“YOU won’t keep ‘Shorty’ down for too long.”
That was the message coming out of Benalla yesterday after Ovens and Murray Hall of Fame member John Martiniello survived a heart attack while umpiring a Goulburn Valley league reserve grade match against Rochester on Saturday.
Martiniello was clinically dead before being revived by a Rochester trainer, Benalla defender and paramedic Brook Martyn and three nurses at the ground.
“I thought we had lost ‘Shorty’,” Benalla president Bruce Biggs said yesterday.
“It was scary stuff.
“If there wasn’t a defibrillator and medical help at the ground ‘Shorty’ wouldn’t be with us.
“He’s up and about though and coming good and could be home in four or five days.
“He’s feeling much better.”
The six-time Benalla best and fairest winner’s heart attack came only three weeks after AFL North East Border umpire Mark Sayers went through the same ordeal during a match at Beechworth.
He also survived the heart attack.
Martiniello’s sons Will and James were set to play in the senior match when the incident occurred and rushed to Melbourne’s The Alfred Hospital to be with their father and rest of the family.
Biggs said Rochester trainer Athol Hann had performed a miracle in reviving Benalla’s favourite son.
“Athol should be given a Knighthood,” Biggs said.
“He got him going again.
“We can’t thank the people who helped enough.”
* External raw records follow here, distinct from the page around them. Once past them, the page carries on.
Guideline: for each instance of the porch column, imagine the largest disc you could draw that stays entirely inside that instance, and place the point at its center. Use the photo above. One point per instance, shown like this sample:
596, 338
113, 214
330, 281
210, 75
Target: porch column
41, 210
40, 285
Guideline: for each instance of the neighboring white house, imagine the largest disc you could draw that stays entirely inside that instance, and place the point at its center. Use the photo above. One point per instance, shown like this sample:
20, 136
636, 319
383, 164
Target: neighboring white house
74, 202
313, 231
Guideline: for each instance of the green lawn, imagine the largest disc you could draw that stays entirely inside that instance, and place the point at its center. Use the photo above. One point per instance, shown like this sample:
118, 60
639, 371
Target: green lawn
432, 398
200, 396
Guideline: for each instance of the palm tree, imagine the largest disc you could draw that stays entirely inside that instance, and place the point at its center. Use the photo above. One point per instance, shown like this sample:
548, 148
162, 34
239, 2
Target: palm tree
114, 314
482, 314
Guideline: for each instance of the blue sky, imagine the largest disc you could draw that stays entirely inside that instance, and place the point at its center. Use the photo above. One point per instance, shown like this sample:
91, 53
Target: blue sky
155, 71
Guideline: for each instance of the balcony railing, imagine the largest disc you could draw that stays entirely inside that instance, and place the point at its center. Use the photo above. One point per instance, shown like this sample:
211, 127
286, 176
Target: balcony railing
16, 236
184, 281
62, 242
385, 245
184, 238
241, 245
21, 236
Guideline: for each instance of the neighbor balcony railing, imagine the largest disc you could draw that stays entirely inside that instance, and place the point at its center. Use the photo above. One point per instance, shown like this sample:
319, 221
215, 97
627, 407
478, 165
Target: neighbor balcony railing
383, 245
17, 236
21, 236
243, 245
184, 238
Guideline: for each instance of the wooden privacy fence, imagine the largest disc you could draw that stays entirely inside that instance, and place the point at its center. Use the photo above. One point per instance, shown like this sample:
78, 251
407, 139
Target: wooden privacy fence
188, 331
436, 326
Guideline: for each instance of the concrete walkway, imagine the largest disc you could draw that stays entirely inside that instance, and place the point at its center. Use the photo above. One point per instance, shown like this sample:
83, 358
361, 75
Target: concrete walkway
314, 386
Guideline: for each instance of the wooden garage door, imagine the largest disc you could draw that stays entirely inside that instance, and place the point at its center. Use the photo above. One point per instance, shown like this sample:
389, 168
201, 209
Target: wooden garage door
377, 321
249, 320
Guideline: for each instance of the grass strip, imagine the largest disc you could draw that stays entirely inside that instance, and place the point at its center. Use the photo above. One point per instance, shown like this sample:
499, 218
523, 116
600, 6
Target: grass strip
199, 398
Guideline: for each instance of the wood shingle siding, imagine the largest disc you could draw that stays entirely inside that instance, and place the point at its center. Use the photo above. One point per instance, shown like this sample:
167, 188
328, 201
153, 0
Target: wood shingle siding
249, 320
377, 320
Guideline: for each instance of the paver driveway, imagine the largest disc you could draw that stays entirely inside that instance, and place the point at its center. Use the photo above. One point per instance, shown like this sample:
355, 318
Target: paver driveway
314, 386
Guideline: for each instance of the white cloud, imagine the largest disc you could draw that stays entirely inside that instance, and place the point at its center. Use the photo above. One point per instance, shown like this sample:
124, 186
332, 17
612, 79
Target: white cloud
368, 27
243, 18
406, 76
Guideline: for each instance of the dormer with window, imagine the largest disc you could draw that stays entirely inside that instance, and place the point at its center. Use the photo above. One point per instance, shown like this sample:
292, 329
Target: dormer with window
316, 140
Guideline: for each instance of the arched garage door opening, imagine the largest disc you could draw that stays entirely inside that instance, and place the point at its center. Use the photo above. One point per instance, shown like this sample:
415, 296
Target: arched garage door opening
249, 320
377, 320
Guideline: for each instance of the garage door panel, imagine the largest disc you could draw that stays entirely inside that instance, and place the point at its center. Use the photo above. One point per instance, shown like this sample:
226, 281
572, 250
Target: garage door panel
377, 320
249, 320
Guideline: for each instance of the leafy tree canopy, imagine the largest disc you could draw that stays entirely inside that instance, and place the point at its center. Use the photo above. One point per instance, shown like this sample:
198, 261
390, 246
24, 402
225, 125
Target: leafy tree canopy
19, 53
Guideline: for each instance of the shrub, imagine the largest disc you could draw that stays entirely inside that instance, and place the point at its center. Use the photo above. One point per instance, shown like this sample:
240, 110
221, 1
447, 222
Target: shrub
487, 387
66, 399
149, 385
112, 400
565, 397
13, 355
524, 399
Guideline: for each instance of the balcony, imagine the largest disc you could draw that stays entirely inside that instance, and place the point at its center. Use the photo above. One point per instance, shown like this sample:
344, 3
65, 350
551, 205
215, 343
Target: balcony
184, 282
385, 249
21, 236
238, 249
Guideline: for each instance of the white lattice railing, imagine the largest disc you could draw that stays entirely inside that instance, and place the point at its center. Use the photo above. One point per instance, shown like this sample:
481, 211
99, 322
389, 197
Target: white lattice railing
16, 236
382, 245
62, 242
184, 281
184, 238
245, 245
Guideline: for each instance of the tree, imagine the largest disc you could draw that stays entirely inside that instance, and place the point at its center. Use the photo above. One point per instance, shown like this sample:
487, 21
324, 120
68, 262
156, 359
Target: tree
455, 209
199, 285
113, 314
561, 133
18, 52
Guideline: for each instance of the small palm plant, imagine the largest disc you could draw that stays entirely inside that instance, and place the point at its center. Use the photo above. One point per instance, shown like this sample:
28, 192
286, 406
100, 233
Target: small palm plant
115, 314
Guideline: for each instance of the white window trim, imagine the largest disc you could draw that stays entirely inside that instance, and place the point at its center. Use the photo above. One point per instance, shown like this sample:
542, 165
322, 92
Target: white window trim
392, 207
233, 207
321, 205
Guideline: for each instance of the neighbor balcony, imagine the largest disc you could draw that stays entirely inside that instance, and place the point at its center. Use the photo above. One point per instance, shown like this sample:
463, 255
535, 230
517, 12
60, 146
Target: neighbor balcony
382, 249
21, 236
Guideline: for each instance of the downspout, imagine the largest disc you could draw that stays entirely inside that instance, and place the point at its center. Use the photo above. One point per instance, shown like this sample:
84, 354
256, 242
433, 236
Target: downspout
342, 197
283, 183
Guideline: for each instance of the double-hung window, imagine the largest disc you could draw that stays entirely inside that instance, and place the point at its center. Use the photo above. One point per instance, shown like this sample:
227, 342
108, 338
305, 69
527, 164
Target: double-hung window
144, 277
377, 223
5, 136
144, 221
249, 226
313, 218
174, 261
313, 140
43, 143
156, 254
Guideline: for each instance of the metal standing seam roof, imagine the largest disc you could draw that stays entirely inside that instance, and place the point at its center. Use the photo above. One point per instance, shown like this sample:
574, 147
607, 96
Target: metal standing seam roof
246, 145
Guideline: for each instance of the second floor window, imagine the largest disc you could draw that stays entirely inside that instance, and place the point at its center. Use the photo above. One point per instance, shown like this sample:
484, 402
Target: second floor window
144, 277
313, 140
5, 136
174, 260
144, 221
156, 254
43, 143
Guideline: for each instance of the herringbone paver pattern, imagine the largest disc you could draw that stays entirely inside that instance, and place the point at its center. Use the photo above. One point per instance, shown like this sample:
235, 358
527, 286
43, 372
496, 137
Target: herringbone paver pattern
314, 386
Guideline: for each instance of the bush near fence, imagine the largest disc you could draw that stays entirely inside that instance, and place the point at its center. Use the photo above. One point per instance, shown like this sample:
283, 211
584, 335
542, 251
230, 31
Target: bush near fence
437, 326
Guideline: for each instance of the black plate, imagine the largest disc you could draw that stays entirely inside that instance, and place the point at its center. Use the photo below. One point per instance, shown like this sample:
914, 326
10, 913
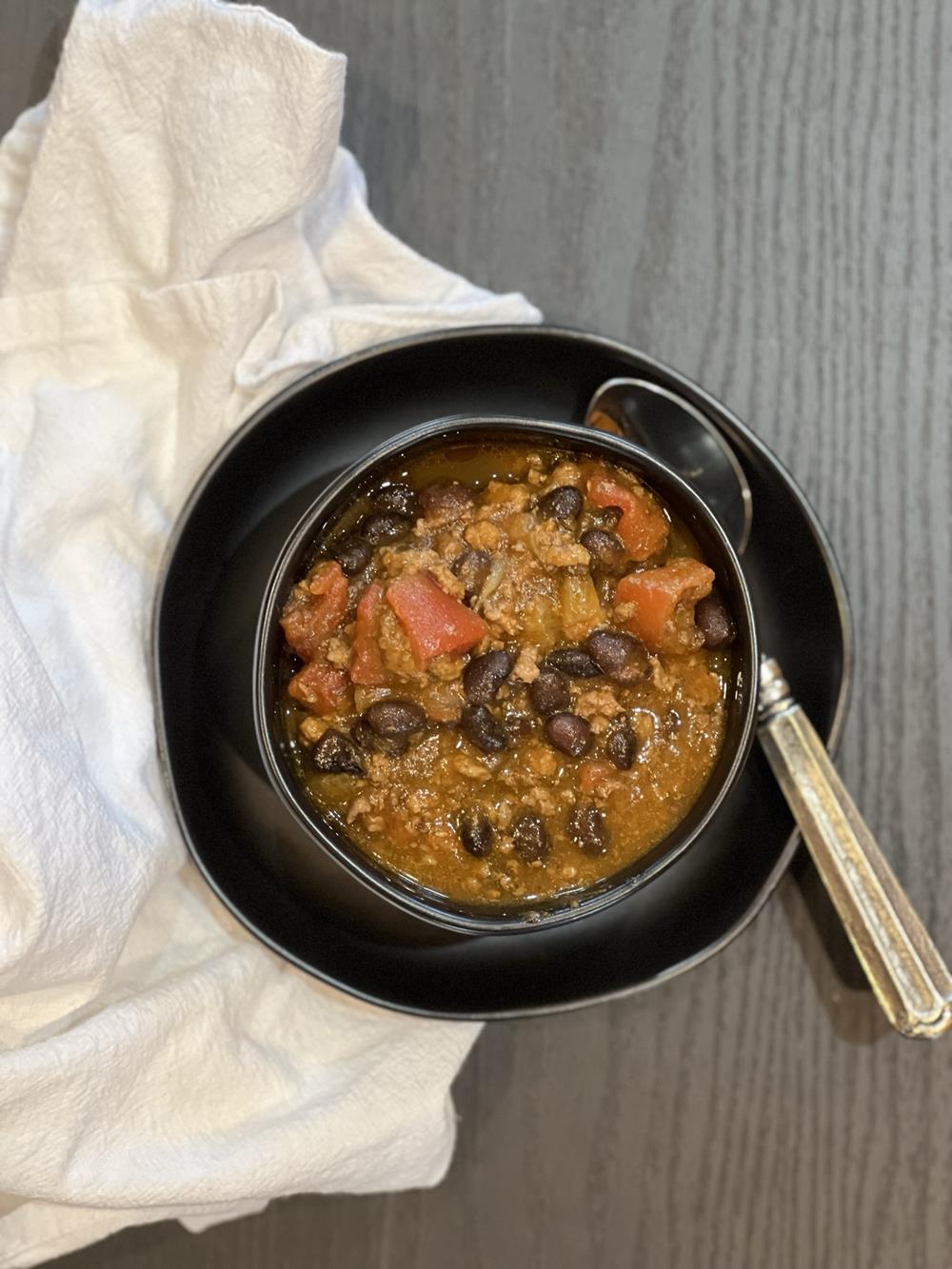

Hann said having a defibrillator at the ground saved Martiniello’s life.
“I’m just so happy for him and his family, that’s for sure, because it could have been so much worse,” Hann said.
Martiniello won the O and M’s under-18 best and fairest in 1976 and went on to play a club record 316 appearances for the Demons.
The tough rover was runner-up to North Albury’s Rudy Yonson in the 1984 Morris Medal by one vote and twice finished in the top three.